Essentially what I’m saying is, whether you enjoyed the original game or have yet to play it, Mario Kart 8 Deluxe is already worth a look based solely on the virtue of the original’s qualities made portable. But then there are those extras. In the original 8, the classic Battle mode feel was stripped of its goofy charm thanks to Nintendo simply repurposing the racing courses and adding balloons, etc. It was a lame replacement, one that I personally felt would have been better not included at all… but it’s all been fixed with this re-release on Switch, and we’ve got the sort of properly designed wide-open courses that work best with Battle mode. I would be lying if I said this wasn’t the first thing I jumped into the moment the game loaded; and honestly, I can’t remember the last time I laughed aloud and talked back to the screen so much.

To be sure, Battle mode isn’t as polished as the normal racing, and I can’t really disagree with its detractors — it really is kind of dopey, mindless fun, mostly devoid of strategy. And yet it brought me right back to my childhood, when the word “multiplayer” meant my friends and I gathered around a couch, beating the stuffing out of each other in Mario Party, Mario Kart or Smash Bros. with little thought to strategy or even competition. We lived for the fun of the game, for the laughter of the ridiculous experiences we would surely encounter, and Mario Kart 8 Deluxe‘s superbly silly Battle mode – which includes such fun additions as text alerts that let you know who hit you (so you can properly go after Pink Gold Peach for revenge) – reminded me of that innocent joy in a way that I needed given the oft-challenging reality of the game industry as an adult.

There are some neat changes to the main racing modes in Deluxe, as well. Most notable among these is that, save for one character, all courses, modes (from 50cc to Mirror mode and the blistering 200cc) and racers are unlocked right from the very start — including those that were optional DLC in the original release.

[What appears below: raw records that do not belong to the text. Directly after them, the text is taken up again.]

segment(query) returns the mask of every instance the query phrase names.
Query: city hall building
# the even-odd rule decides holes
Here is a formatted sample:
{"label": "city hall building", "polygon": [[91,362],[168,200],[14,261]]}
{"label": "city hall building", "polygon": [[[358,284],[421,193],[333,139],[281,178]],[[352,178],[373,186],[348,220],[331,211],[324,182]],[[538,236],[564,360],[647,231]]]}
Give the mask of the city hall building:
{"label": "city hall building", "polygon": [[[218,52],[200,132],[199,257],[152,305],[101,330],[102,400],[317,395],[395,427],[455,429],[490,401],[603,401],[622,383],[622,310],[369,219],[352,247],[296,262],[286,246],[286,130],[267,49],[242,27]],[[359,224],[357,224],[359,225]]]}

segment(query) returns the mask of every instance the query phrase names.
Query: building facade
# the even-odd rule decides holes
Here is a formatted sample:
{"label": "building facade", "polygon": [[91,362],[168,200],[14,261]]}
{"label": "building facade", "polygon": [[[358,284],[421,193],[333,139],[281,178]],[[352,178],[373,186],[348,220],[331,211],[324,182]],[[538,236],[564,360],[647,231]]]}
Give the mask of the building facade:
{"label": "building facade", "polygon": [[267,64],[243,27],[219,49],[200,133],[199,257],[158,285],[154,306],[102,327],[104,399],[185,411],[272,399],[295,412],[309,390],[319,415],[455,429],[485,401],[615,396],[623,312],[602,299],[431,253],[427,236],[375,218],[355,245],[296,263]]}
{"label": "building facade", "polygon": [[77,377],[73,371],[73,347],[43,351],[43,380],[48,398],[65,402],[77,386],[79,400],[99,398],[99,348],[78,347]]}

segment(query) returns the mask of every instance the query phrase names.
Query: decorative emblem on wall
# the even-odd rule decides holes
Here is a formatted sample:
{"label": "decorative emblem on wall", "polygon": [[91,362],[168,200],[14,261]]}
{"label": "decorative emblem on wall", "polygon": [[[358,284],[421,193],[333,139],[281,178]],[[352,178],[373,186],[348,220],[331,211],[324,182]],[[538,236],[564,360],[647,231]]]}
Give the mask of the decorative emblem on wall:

Joining this batch of greats and not-so-greats for the first time are the Inkling Boy and Girl straight outta Splatoon, although it’s a shame that they don’t get their own regular racing course (they do get a Battle arena, but it would have been neat to see a mind-bending track a la Splatoon the same way Zelda, Animal Crossing and F-Zero got represented). At first, I thought not having to unlock any of these things would remove some of the fun, but with a slew of Kart parts to nab with your hard-earned Coins, that worry ended up being unfounded.

Other changes include a few wrinkles to the main gameplay mechanics. Players are now able to hold two items (a callback to Mario Kart: Double Dash!!, but without the dual-seat action), and there are “double item boxes” to account for this change. Interestingly, there doesn’t seem to be a way to swap between the items you’re holding, adding a little bit of risk-reward since you have to empty your main slot in order to access your second item.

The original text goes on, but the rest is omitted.